While F1 remains focused on the serious head injuries suffered by Jules Bianchi in last weekend’s Japanese Grand Prix, it also could be headed for fresh controversy over this weekend’s inaugural Russian Grand Prix at Sochi.
The race, already clouded by the injuries to Marussia driver Bianchi, who remains in intensive care with what has been described as a diffuse axonal injury, could be blighted further by the anticipated presence at the event of Russian President Vladimir Putin, focus of international approbrium over the ongoing events in Ukraine, for which Russia has been hit by international sanctions.

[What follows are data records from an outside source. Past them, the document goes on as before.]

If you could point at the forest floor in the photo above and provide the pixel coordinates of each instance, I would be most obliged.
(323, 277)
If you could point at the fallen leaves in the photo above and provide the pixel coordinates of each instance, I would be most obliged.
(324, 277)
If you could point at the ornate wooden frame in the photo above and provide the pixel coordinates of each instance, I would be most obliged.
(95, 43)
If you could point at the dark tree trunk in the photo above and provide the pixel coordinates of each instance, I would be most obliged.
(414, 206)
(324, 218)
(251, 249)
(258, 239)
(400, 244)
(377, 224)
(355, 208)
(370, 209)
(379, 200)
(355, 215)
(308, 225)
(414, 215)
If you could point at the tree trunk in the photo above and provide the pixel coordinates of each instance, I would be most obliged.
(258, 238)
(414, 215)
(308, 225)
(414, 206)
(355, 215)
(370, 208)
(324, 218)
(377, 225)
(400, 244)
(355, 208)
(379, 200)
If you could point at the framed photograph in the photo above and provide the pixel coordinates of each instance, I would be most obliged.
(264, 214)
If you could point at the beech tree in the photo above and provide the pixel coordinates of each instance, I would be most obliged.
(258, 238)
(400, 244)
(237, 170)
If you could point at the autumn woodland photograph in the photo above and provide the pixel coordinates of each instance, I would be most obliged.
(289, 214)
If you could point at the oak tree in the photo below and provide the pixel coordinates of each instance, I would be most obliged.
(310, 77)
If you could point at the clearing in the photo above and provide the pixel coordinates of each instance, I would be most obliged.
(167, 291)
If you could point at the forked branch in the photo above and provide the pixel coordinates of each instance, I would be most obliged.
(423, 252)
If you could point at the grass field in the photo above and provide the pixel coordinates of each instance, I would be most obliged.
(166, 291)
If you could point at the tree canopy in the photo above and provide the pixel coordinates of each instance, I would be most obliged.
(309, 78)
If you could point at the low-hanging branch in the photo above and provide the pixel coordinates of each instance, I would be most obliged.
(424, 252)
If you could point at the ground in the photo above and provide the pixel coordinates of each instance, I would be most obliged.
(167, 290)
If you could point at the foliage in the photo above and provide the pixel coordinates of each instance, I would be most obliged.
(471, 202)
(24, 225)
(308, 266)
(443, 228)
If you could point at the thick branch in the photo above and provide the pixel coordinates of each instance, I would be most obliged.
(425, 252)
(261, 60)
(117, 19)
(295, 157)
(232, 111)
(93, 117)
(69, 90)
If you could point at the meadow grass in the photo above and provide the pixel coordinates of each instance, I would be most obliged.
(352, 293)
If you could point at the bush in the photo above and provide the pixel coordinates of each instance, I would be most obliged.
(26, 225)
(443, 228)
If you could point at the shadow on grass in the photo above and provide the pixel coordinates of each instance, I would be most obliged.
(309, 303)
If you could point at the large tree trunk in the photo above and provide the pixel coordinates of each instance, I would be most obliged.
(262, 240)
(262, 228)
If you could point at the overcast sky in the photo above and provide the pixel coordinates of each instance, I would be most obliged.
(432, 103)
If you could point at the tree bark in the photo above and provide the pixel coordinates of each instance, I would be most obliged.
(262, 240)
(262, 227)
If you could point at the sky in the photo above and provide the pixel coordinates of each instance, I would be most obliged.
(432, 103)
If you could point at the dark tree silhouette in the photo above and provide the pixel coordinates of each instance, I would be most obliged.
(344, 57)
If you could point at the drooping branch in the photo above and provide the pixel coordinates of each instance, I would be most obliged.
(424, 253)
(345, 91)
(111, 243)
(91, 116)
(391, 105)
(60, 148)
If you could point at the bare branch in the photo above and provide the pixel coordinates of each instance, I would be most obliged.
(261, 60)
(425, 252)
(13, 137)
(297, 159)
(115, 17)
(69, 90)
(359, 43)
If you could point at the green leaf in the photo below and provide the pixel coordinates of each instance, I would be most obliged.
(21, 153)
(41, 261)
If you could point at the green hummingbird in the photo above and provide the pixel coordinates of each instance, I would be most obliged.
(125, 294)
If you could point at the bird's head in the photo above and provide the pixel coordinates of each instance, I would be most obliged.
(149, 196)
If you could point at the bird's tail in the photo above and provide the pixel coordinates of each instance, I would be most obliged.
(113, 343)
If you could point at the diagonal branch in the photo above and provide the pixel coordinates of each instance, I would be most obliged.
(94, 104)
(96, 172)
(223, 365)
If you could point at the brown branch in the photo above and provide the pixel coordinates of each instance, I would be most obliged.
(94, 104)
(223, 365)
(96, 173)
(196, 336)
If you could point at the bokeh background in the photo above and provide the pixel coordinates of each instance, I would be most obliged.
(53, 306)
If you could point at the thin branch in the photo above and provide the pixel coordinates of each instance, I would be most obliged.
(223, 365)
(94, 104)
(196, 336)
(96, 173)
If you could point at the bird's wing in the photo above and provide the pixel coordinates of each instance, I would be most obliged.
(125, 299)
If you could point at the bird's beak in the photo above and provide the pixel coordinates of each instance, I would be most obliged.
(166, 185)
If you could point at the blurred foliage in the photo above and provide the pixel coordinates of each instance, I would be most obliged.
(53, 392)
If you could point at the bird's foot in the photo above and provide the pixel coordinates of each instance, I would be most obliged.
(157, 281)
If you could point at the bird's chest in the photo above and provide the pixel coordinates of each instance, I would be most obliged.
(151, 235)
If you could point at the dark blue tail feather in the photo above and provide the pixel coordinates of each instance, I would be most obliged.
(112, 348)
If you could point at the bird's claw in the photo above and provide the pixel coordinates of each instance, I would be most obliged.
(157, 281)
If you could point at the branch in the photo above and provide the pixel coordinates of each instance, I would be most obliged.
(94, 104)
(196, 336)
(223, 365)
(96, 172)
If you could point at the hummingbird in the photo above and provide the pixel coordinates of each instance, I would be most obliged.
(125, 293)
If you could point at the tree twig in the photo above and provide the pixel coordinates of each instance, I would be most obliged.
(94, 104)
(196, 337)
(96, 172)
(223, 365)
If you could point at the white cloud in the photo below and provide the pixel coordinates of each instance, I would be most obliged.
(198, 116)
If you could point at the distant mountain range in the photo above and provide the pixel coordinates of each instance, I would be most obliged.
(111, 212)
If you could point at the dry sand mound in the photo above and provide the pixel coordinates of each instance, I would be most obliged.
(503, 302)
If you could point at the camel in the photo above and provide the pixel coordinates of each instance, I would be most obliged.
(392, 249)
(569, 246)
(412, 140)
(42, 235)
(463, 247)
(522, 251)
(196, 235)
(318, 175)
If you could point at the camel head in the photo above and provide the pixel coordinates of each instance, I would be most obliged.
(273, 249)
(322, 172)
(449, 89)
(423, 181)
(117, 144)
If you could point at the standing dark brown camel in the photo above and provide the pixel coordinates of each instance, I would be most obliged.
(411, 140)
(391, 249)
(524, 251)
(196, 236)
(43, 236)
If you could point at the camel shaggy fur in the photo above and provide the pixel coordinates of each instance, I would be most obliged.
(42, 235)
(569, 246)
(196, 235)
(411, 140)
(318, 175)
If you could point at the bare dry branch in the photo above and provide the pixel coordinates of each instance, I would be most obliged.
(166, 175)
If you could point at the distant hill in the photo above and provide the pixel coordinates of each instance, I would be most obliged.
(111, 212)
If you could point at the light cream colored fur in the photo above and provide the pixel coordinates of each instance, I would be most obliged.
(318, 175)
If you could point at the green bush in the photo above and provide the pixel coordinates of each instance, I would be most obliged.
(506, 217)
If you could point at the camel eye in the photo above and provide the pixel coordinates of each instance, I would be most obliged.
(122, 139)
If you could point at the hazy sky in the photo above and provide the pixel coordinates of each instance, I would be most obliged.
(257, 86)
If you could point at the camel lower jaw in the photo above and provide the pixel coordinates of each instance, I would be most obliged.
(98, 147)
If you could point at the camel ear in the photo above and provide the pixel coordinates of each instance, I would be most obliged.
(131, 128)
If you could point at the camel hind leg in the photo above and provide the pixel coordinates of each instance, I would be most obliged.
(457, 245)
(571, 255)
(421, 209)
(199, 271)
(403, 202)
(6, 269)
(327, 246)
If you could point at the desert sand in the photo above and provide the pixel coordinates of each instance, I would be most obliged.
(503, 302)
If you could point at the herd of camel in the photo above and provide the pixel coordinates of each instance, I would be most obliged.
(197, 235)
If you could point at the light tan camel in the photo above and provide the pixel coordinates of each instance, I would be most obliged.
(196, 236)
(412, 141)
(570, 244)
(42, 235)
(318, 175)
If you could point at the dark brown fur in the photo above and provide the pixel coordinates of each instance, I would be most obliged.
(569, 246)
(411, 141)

F1 chief executive Bernie Ecclestone, a longtime personal friend of Putin, told Britain’s The Times that Russia’s disputes with the West have no bearing on the race.
“No one has spoken to me about this race or told me that we cannot go,” said Ecclestone. “The sanctions do not affect us and what we are doing is not illegal.
“The Russian people asked us to come here and that is what we are doing. We are putting on a Grand Prix. This is nothing to do with politics. As I have always said, we do not do politics. We are in Sochi to race,” he added.
Ecclestone’s affinity with international lightning-rod Putin has raised eyebrows before. Earlier this year, Ecclestone was quoted by the British media as saying that not only did he “completely agree” with Putin’s anti-gay propaganda laws, but that he believes “90 percent of the world” does too.